I thought I’d get the first piece out today, but it may not be till next week – Monday, I hope. I was busy earlier today and got a very late start, and it’s one of the more complex issues I’ve tried to tackle. But I hope it will help readers here sort out an enormous tangle of information, and it will present some theories I’ve generated. The point is not just to evaluate what went so very wrong in the Uvalde response – and there’s plenty of that – but analyzing some of this may help somebody or other to come up with prevention and/or reaction strategies for the future.
But for today, I thought I’d just list a few somewhat random facts that McCraw mentioned in his lengthy lengthy testimony, things that have come up in discussions in the past on this blog and were considered somewhat mysterious. In no particular order:
(1) The perp had no trouble getting the money. It came from his fast-food job, and he had no rent or other expenses of the usual sort. He had stopped attending high school in his senior year and worked enough hours to save enough in a bank account (held jointly with his grandmother). He made many purchases online when he was seventeen – not of weapons but of accessories for the weapons he was planning to buy – and then after his 18th birthday he made the purchase of the items (including the firearms) that he was only able to buy after turning eighteen.
(2) He does not seem to have had any juvenile record. Apparently he kept a pretty low profile in the regard. Some acquaintances have reported animal abuse (carrying around dead cats in a bag and talking about it), but no one ever reported it to authorities. Also, despite quite a few apprehensive feelings about him on the part of online acquaintances alarmed by certain things he’d said, he was never reported to local or state or federal authorities for any of this.
(3) As I had guessed, there is no toxicology report yet on the perp because although it’s been done it takes a long time to issue results. He said the results will be made available after that.
(4) The questions of how the classroom door locks operated, whether or not the doors of those two classrooms were in fact locked, whether the officers knew whether they were or weren’t (or whether they even checked to see), and what should or could have been done by the officers to enter those classrooms, is such a big topic it will probably have its own post. But apropos of earlier discussions we had on this blog, a shotgun breach or an explosive breach of a locked door generally would never be used in a classroom situation. That wasn’t the issue here, however.

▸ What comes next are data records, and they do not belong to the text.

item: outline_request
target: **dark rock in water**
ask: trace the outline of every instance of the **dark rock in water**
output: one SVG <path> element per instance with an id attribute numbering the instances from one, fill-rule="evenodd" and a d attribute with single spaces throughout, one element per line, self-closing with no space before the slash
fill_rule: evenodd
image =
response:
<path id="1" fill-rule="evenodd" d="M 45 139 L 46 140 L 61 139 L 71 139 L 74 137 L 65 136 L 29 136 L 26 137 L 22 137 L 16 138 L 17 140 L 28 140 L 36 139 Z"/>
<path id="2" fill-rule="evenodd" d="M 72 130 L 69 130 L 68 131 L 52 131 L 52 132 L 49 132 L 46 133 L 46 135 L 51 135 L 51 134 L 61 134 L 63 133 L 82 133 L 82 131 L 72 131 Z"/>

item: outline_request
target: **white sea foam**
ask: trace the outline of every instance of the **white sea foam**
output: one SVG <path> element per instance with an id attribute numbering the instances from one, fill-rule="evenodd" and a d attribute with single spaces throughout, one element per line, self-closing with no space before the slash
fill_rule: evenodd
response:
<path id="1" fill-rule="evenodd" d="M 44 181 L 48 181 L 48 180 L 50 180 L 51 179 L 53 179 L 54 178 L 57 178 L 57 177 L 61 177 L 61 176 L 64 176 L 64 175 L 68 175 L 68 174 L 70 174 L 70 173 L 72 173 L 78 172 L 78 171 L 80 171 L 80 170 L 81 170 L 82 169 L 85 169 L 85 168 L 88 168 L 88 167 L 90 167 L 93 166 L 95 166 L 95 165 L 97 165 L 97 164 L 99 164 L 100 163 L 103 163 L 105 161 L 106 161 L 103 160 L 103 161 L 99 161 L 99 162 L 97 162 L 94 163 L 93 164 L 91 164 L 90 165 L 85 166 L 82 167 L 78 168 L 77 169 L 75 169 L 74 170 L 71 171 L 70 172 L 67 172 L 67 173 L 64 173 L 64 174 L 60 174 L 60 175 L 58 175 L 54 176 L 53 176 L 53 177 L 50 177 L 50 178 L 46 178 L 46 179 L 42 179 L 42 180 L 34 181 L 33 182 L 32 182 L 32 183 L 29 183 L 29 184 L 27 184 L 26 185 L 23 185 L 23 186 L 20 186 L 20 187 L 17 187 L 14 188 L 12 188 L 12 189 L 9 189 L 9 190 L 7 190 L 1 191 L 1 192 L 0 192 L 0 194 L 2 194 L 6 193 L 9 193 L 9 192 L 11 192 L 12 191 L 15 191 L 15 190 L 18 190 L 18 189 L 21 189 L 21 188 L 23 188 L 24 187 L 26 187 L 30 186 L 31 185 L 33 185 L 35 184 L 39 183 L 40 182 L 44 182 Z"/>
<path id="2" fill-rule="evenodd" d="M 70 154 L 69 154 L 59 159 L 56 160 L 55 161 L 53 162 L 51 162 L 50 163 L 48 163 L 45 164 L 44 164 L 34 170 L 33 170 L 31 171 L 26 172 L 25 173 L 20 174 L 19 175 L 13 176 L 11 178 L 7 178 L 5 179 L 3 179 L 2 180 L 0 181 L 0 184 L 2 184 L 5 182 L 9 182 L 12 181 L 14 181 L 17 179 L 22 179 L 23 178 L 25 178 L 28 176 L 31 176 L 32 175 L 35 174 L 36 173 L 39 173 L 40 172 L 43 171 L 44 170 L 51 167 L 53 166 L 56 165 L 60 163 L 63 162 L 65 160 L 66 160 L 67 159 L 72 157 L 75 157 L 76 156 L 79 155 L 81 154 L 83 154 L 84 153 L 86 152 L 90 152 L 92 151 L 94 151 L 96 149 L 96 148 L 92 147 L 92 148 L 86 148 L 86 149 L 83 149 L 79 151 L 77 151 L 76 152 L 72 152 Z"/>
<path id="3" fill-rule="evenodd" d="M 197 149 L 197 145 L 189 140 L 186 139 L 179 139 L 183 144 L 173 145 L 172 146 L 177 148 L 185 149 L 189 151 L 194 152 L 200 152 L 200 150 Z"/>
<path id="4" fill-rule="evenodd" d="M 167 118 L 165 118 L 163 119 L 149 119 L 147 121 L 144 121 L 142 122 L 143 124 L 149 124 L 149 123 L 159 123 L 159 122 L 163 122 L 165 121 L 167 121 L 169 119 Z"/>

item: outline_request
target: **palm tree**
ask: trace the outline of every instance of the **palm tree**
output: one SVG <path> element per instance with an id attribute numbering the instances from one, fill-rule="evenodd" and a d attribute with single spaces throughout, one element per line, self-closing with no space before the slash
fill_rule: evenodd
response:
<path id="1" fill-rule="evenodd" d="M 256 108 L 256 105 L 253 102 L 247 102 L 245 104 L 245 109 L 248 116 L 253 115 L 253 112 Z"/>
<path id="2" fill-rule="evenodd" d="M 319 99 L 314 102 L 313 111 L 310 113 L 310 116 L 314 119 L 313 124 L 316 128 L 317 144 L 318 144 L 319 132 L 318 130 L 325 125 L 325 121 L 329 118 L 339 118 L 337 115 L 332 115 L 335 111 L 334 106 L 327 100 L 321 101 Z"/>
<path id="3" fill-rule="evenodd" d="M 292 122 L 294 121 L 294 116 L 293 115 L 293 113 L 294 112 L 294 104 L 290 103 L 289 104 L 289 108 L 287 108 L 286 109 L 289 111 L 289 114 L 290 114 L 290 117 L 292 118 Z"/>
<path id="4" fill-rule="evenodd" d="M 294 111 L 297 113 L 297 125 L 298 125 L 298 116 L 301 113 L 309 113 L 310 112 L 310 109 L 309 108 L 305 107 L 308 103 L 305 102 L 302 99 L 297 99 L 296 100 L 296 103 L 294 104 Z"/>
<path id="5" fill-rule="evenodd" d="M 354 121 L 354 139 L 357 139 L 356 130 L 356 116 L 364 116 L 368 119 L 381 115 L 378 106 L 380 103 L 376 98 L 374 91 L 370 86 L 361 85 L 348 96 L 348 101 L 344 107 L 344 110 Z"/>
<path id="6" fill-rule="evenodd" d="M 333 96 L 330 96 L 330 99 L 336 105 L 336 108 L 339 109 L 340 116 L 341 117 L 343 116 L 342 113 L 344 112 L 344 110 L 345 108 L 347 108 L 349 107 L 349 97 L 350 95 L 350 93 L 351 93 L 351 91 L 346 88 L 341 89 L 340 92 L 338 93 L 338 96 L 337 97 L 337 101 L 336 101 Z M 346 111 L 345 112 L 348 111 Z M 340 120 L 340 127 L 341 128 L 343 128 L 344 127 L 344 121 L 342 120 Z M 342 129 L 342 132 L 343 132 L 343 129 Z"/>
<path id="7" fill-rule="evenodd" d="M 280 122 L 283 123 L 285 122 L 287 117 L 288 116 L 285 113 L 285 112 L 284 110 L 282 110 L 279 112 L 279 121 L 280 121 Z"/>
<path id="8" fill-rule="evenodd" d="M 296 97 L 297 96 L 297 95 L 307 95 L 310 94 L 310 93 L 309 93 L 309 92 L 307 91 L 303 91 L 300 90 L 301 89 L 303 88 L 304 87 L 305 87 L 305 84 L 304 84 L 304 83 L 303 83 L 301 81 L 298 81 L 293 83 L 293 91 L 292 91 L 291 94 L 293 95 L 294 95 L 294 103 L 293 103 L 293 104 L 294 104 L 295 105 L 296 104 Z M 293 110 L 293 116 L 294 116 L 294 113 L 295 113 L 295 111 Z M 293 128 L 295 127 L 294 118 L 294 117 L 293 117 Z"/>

(5) Quite early on, there were at least two rifles, a Halligan, and several ballistic shields in the hallway of the school. Unfortunately – and this is one of my big criticisms of McCraw’s testimony – he doesn’t say where they were (the hallway had a bend in it), who had them exactly, to whom their presence was communicated, or whether it was in fact communicated to Arredondo or others in any possible coordinating position. McCraw did not even make it clear whether or not there was coordinated communication, and if so what its nature was (that is, how messages were conveyed), nor did he compare the communication that occurred within that hallway that day with what the officers would have been told to do in training in order to communicate under such circumstances. Perhaps there was someone else at the hearing who went into all of that; I only listened to McCraw, who spoke for about four and a half hours. If anyone has watched more of it and those things were touched on in any comprehensive way, please let me know.
(6) Police radios didn’t work in the school – not just the Uvalde police, but even the state police and the federal officers except for BorTac. And even the BorTac radios could not be reliably connected to each other while in the building, for a group call. What’s more, this is not an unusual problem in schools, and it’s somewhat expensive to solve (I’ve read that, anyway; there may be more creative cheaper solutions that haven’t been tried). McCraw also said that police radios are very chaotic in a crisis, with lots of communications coming in, and that can be a problem even if they are working. Quite a few of the officers in the hall had their radios with them, but they did not function and so were useless.
(7) Arredondo and others at the scene were in communication with headquarters by cell phone. But for some unknown reason, none of the content of the 911 calls from the classrooms where the perp was and where the massacre had occurred was ever relayed to Arredondo, so he was unaware of that or even their existence. Apparently there was only one person there (and I believe that person was outside the hallway and not in the building, although I didn’t hear McCraw directly addressing that question) who heard anything about those later 911 calls, and there is no indication that he or she ever relayed the information to anyone. My own thought is that the person may have assumed – and it would seem reasonable to have assumed – that the chief and others already had the same information and thus there was no need to try to repeat it. The lack of awareness of the 911 calls is a small but important point, and it is emblematic of the enormous and really shocking breakdown of communication that occurred on so many levels.
I’ll stop there for today. This is just the very tippy tip of the big iceberg. Unfortunately, McCraw left out a great deal of information that would be extremely pertinent – I don’t know whether he already knows the answers to those things and just isn’t saying, or whether he doesn’t know yet. I plan to get into more of those issues later. His presentation was only based on video and audio evidence, however – not on any interviews with participants or survivors or anyone else, although he said that about 700 such interviews have been conducted so far. I am assuming those will be sorted out and incorporated into a final investigative report, but that will take quite a while.